Impacts to Culpeper National Cemetery was top of everyone’s mind. Vietnam veteran Kerry Romesberg spoke during the public hearing. He is junior vice commander and part of the honor guard at the Culpeper VFW.

“I’ve attended hundreds of funeral at the cemetery,” he said. “I’ve seen the faces, I’ve heard the sobs, seen the people coming there to celebrate the life of the deceased. They want to see the folding of the flag. They want to hear the rifle volley, the playing of Taps and they want to hear the sound of silence. I beg you not to ruin the sanctity of this sacred place.”

Culpeper American Legion Commander Lori Medley also spoke, reading a letter from members opposing the data center project due to its location. Veterans put their lives on hold and at risk to serve their country, she said, and deserve a peaceful final resting place.

“The sounds and smells of industrial applications do not reflect a peaceful resting place,” she said. “Veterans deserve better. Deny the rezoning.”

Medley later said the Legion was not opposed to residential development next to the cemetery as was previously approved and planned.

Cerio, in making his motion to approve the rezoning, said he too is a veteran.

“My wife is buried in Section 11 of the National Cemetery and will view these buildings,” he said.

The data centers will be be 900-feet away, he said, while if developed as houses the property buffer is just 10-feet away: “I don’t think that would be very good for the cemetery, and would distract a lot more—a people on their back deck playing music or having a BBQ,” Cerio said.

Taylor said she struggled with her decision to support the data center.
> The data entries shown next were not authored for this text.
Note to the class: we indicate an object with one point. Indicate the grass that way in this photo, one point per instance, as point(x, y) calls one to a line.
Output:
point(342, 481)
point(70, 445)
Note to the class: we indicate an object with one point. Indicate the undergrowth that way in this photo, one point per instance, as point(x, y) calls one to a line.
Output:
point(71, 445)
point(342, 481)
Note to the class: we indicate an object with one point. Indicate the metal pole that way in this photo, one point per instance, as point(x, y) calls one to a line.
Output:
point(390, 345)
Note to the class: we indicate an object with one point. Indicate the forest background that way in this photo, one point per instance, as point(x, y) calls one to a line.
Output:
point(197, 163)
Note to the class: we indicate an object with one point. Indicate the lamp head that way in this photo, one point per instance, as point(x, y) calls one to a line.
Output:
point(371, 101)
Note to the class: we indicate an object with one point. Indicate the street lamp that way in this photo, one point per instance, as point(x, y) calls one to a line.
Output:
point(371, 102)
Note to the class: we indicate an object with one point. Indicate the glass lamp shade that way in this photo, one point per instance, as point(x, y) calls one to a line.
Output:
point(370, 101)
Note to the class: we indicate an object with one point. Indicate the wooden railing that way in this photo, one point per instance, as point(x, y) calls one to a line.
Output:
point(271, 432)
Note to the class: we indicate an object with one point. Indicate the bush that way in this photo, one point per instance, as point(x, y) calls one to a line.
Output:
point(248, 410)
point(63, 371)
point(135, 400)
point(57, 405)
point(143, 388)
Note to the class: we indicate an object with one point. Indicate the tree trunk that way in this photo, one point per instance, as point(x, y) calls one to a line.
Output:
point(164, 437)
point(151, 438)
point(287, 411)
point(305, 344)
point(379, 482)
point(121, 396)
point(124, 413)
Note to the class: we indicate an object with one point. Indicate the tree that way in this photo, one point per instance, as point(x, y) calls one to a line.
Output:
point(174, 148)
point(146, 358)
There are so many what-ifs in the future, like the housing market crashing again and 490 homes sitting empty, she said.

“Data centers right now are sort of the future,” Taylor said. “They are going all around us, are going everywhere. The applicant here has just done about everything they can to respond to the people’s wishes, our requests, thought out of the box a little bit.”

The councilwoman said she respected everyone’s comments, but felt the data center project was a good use for the property.

Representing the applicant, Stephen Plescow, president of St. Mawes real estate developers based in Culpeper, said the Copper Ridge data center project was unlike the one up the road being developed by Peterson Companies.

The other project is more remotely located and does not have as many neighbors, he said. Plescow said they respect the setting and solemnity of the cemetery; the substation will be situated 450-feet away from the boundary line, the closet spot of the project.

He said it was their top priority to buffer and appropriately screen the National Cemetery with a minimum 100-feet buffer along with keeping existing trees.

Besides proximity to the cemetery, other concerns during public comments were from neighbors of nearby 98-home Mountain Brook Estates, across the road next to the town power plant. The homeowners association president spoke about noise, traffic, history and impact to their property values.

Plescow said they listened to the public in lowering the building height of data centers along Chandler Street from 75-feet-tall to 40-feet so as to reduce visual impacts at Mountain Brooke.

Primary access to the site will be off of McDevitt Drive, according to the developer. Once operational, each data center will employee 30-40 people for potentially a total of 200-250 working there in the future.

Noise levels during the day from the complex will be limited to 60 decibels during the day and 55 at night, Plescow said. He said there are no cemeteries, historic resources or endangered species on the site.

“We don’t see this as an industrial complex like a smokestack use, it’s high technology, relatively clean, use of emergency generators, but if it was residential with 490 homes, we’d probably have at least 490 cars coming out and generating fumes, too,” Plescow said.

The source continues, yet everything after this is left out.